Reeling, Wanda tries to stay calm. She has seen inside Rogers's mind; he's not a man who is intentionally cruel. "Thanks," she says faintly.
He sets to his beef stew with the will of a man who thrives at ten thousand calories a day. Stark theorizes that the Twins' enhancement draws on universal energy, not on their metabolism — but Banner isn't there to help develop the theory, and Stark is taking a holiday. The stew is tasty though, and the training has given her an appetite.
"Delicious," Pietro mutters, wolfing his stew.
"It really is," Rogers concurs.
Wanda blinks and her brother is gone.
She's finding it hard to sleep. Her room is pleasant. Quarters at the Avengers facility are the last thing from Spartan. Everyone living on base receives an identical suite: bed, bath, sitting room: small but comfortable.
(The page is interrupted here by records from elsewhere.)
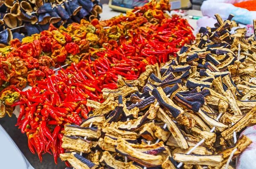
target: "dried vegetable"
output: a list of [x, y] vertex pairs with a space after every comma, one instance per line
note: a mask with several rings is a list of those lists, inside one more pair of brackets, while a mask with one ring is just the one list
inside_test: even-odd
[[[151, 4], [148, 8], [151, 7]], [[145, 65], [157, 62], [156, 58], [160, 62], [166, 62], [169, 54], [175, 54], [178, 50], [177, 48], [194, 39], [186, 20], [166, 18], [161, 8], [158, 9], [149, 10], [160, 14], [154, 20], [141, 16], [142, 12], [137, 16], [121, 15], [116, 19], [126, 27], [117, 23], [117, 25], [104, 29], [101, 25], [106, 25], [107, 21], [99, 23], [94, 20], [92, 25], [82, 20], [80, 24], [73, 23], [67, 28], [61, 26], [57, 29], [52, 25], [48, 31], [23, 39], [21, 43], [17, 39], [12, 40], [11, 46], [0, 49], [0, 84], [3, 88], [10, 84], [21, 90], [27, 80], [33, 86], [37, 80], [54, 74], [49, 68], [64, 63], [78, 63], [81, 57], [86, 62], [90, 56], [97, 59], [105, 56], [109, 59], [102, 59], [100, 62], [113, 67], [112, 73], [134, 79], [145, 71]], [[152, 20], [154, 22], [148, 22]], [[104, 71], [99, 70], [101, 74], [97, 76], [103, 75], [106, 68]], [[98, 68], [94, 69], [95, 72]]]
[[[160, 3], [163, 5], [164, 2], [160, 1], [156, 4]], [[163, 9], [167, 6], [166, 3], [164, 4]], [[151, 3], [149, 4], [151, 5]], [[38, 79], [41, 79], [40, 73], [32, 75], [31, 80], [29, 82], [32, 85], [35, 85], [31, 90], [23, 92], [14, 88], [21, 96], [20, 101], [12, 105], [14, 107], [20, 105], [22, 107], [17, 125], [23, 133], [27, 134], [29, 146], [32, 152], [36, 152], [41, 160], [42, 153], [49, 152], [50, 149], [56, 162], [58, 156], [64, 150], [59, 146], [62, 144], [62, 134], [60, 132], [64, 130], [65, 124], [74, 123], [79, 125], [82, 119], [88, 118], [87, 114], [90, 108], [86, 106], [87, 99], [97, 102], [104, 101], [102, 89], [117, 88], [116, 83], [118, 75], [125, 77], [127, 80], [136, 79], [145, 70], [146, 65], [168, 61], [169, 56], [174, 54], [178, 51], [177, 48], [193, 40], [194, 37], [186, 20], [176, 16], [172, 19], [167, 18], [160, 10], [160, 8], [159, 6], [159, 9], [153, 10], [153, 11], [157, 10], [161, 17], [159, 17], [157, 22], [154, 22], [154, 24], [148, 22], [145, 17], [141, 16], [123, 19], [127, 23], [132, 23], [131, 26], [137, 23], [136, 28], [133, 26], [125, 29], [121, 25], [117, 24], [118, 26], [113, 25], [104, 30], [100, 24], [105, 24], [105, 22], [98, 23], [99, 24], [97, 25], [96, 24], [97, 21], [94, 20], [92, 24], [95, 26], [92, 25], [88, 28], [95, 28], [96, 34], [98, 34], [99, 37], [103, 36], [102, 38], [98, 39], [98, 37], [96, 34], [87, 33], [87, 40], [93, 46], [101, 43], [99, 45], [106, 48], [89, 48], [90, 44], [86, 40], [80, 40], [81, 39], [77, 38], [77, 42], [79, 42], [80, 46], [90, 50], [90, 52], [83, 53], [79, 56], [82, 58], [81, 62], [72, 64], [66, 70], [61, 69], [57, 75], [47, 76], [43, 80], [40, 81]], [[142, 13], [137, 14], [141, 15]], [[120, 17], [122, 18], [122, 16]], [[140, 22], [142, 20], [143, 22]], [[80, 26], [74, 24], [73, 25], [74, 28], [76, 25]], [[145, 29], [147, 28], [151, 28], [149, 31]], [[158, 31], [160, 30], [163, 31], [162, 33]], [[183, 30], [186, 31], [179, 31]], [[130, 34], [125, 33], [128, 32]], [[176, 32], [178, 34], [177, 35]], [[105, 32], [106, 32], [106, 34]], [[86, 34], [82, 33], [80, 35], [83, 37]], [[125, 38], [126, 35], [128, 37]], [[138, 45], [141, 42], [146, 43], [150, 41], [149, 38], [154, 39], [154, 37], [155, 37], [154, 43], [159, 42], [163, 44], [166, 42], [166, 39], [169, 39], [169, 45], [163, 45], [158, 51], [154, 53], [154, 50], [157, 46], [154, 44], [154, 41], [149, 45]], [[105, 39], [106, 38], [106, 41]], [[175, 42], [171, 43], [172, 41]], [[45, 46], [46, 48], [47, 45]], [[172, 47], [174, 49], [172, 48]], [[71, 54], [77, 51], [72, 46], [65, 45], [65, 48], [70, 49], [69, 53]], [[140, 56], [141, 51], [146, 54]], [[73, 55], [76, 59], [79, 59], [75, 56]], [[90, 59], [91, 57], [96, 59], [92, 61]], [[151, 61], [153, 59], [154, 60]], [[38, 62], [40, 63], [40, 61]], [[47, 62], [44, 66], [50, 64]], [[35, 71], [34, 74], [36, 73]], [[60, 129], [55, 130], [56, 126], [58, 128], [60, 127]], [[47, 129], [40, 132], [40, 129], [42, 127]], [[53, 138], [53, 133], [55, 132], [58, 133], [58, 137], [53, 138], [53, 141], [51, 137]], [[39, 135], [38, 138], [41, 140], [32, 138], [35, 137], [35, 135]], [[37, 141], [38, 144], [35, 141]], [[40, 145], [39, 147], [38, 143]]]
[[[9, 45], [10, 39], [21, 40], [26, 36], [47, 30], [49, 24], [57, 27], [81, 19], [90, 21], [99, 19], [102, 13], [99, 1], [75, 0], [1, 0], [0, 1], [0, 44]], [[14, 32], [12, 34], [11, 30]]]
[[76, 169], [227, 167], [234, 150], [235, 159], [252, 143], [242, 135], [234, 144], [233, 132], [256, 124], [255, 36], [231, 34], [233, 16], [216, 16], [216, 28], [201, 28], [160, 68], [119, 76], [104, 102], [87, 99], [89, 118], [65, 126], [61, 160]]

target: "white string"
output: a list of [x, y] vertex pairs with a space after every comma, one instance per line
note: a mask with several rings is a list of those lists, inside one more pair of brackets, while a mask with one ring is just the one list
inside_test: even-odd
[[[93, 126], [93, 122], [91, 122], [91, 123], [90, 123], [90, 126], [89, 126], [89, 127], [90, 128], [92, 127], [92, 126]], [[87, 136], [85, 136], [85, 137], [84, 137], [84, 140], [86, 140], [87, 139]], [[98, 152], [98, 151], [97, 151], [97, 152]], [[82, 152], [80, 152], [80, 155], [81, 156], [82, 155], [83, 155], [83, 153]], [[74, 167], [73, 167], [73, 169], [75, 169]]]
[[237, 60], [239, 61], [240, 59], [240, 51], [241, 50], [241, 47], [240, 43], [238, 44], [238, 56], [237, 56]]
[[[170, 97], [170, 96], [171, 96], [171, 95], [170, 95], [170, 94], [169, 94], [169, 95], [168, 95], [167, 96], [166, 96], [166, 97]], [[158, 102], [157, 102], [157, 103], [156, 104], [155, 106], [158, 106], [159, 105], [159, 103]], [[152, 121], [152, 122], [153, 123], [154, 123], [154, 120], [153, 120]], [[166, 123], [165, 123], [165, 124], [164, 124], [164, 127], [165, 127], [165, 128], [166, 128], [166, 127], [167, 126], [167, 124], [166, 124]], [[159, 140], [159, 139], [158, 139], [158, 140], [157, 141], [158, 141], [158, 140]], [[159, 142], [159, 141], [158, 141], [158, 142]], [[150, 144], [150, 143], [151, 143], [151, 141], [148, 141], [148, 145], [149, 145], [149, 144]], [[156, 143], [157, 143], [157, 142], [156, 142]], [[144, 166], [144, 168], [143, 168], [143, 169], [147, 169], [147, 167], [146, 167], [146, 166]]]
[[[232, 122], [232, 126], [233, 125], [234, 123]], [[235, 144], [236, 144], [236, 143], [237, 141], [236, 134], [236, 132], [233, 132], [233, 139], [234, 140], [234, 143], [235, 143]], [[234, 154], [235, 154], [235, 152], [236, 151], [236, 150], [237, 150], [237, 148], [236, 148], [235, 149], [234, 149], [233, 151], [232, 151], [232, 152], [231, 152], [230, 155], [228, 158], [227, 161], [227, 163], [226, 164], [226, 167], [225, 167], [225, 169], [228, 169], [228, 166], [229, 166], [229, 163], [232, 161], [232, 158], [233, 157]]]
[[[222, 115], [222, 113], [221, 112], [220, 113], [220, 114], [218, 115], [218, 117], [217, 117], [217, 118], [216, 118], [216, 121], [218, 121], [219, 119], [220, 119]], [[210, 132], [213, 132], [215, 128], [216, 128], [216, 127], [215, 126], [214, 126], [213, 127], [212, 127], [212, 128], [210, 131]], [[201, 144], [204, 143], [204, 141], [205, 141], [205, 138], [204, 138], [202, 139], [202, 140], [201, 140], [198, 144], [197, 144], [195, 145], [195, 146], [189, 151], [186, 154], [187, 155], [190, 154], [190, 153], [192, 153], [192, 152], [193, 152], [193, 151], [194, 150], [195, 150], [197, 147], [198, 147], [198, 146], [199, 146], [200, 145], [201, 145]], [[182, 162], [180, 163], [179, 163], [179, 164], [177, 166], [177, 168], [179, 168], [180, 167], [182, 166], [183, 164], [183, 163], [182, 163]]]

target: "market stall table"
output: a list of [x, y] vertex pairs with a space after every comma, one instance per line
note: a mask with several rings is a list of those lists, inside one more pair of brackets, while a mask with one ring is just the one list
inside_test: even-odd
[[[119, 12], [113, 11], [108, 7], [108, 5], [104, 4], [103, 6], [103, 13], [101, 14], [100, 15], [102, 20], [105, 20], [114, 16], [117, 16], [119, 14]], [[187, 19], [189, 20], [189, 23], [190, 25], [194, 29], [195, 29], [196, 28], [197, 20], [189, 19], [189, 15], [201, 16], [201, 11], [197, 10], [189, 10], [188, 11], [188, 15], [185, 16], [184, 18]], [[15, 115], [17, 115], [18, 114], [18, 113], [17, 112], [18, 111], [14, 112]], [[58, 165], [55, 165], [54, 163], [52, 156], [48, 154], [43, 155], [43, 162], [40, 163], [37, 155], [32, 154], [28, 148], [27, 146], [27, 138], [26, 135], [21, 133], [20, 130], [17, 127], [15, 126], [16, 123], [17, 118], [14, 115], [11, 118], [6, 116], [5, 118], [0, 119], [0, 124], [3, 126], [32, 166], [34, 166], [36, 169], [65, 168], [66, 166], [64, 163], [61, 162], [60, 160], [58, 159]], [[6, 157], [8, 159], [11, 158], [10, 157]], [[1, 160], [6, 160], [6, 159], [1, 158]]]

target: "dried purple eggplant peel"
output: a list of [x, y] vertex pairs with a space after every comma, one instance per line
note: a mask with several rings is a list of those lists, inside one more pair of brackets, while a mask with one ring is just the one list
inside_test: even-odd
[[[137, 80], [119, 76], [117, 89], [102, 90], [103, 103], [87, 100], [90, 117], [65, 128], [66, 149], [86, 150], [92, 163], [112, 169], [220, 169], [242, 152], [251, 141], [230, 139], [256, 124], [256, 41], [244, 29], [227, 31], [237, 26], [233, 15], [216, 16], [217, 27], [201, 28], [176, 58], [147, 66]], [[67, 154], [62, 160], [79, 165]]]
JANIS has unlimited access to information and entertainment, free and open to everyone. Wanda wonders how much the new AI reports back to Stark or to Rogers or to Hill and Fury, but the soft voice assures her that her preferences will remain private unless safety concerns dictate otherwise.
"More porn," Pietro advises, leering at Wanda from his end of the couch.
Wanda wears herself out crying, Pietro warm against her back, his breath in her hair, his soothing touch the final bridge to Lethe.
When JANIS wakes her at 5 am, his pillow is pristine.
Breakfasts at the Avengers facility are the finest Wanda has ever imagined. Meat, fish, eggs, granola, yogurt, pancakes, waffles, bread, preserves — it boggles the mind. Pietro nibbles a croissant with marmalade, laughing as buttery crumbs cascade down his shirtfront. Wanda smiles, near tears. She finishes his croissant.
"I like him," Pietro says as she makes her way to the meditation room.
She doesn't answer. There's no need between them for words out loud.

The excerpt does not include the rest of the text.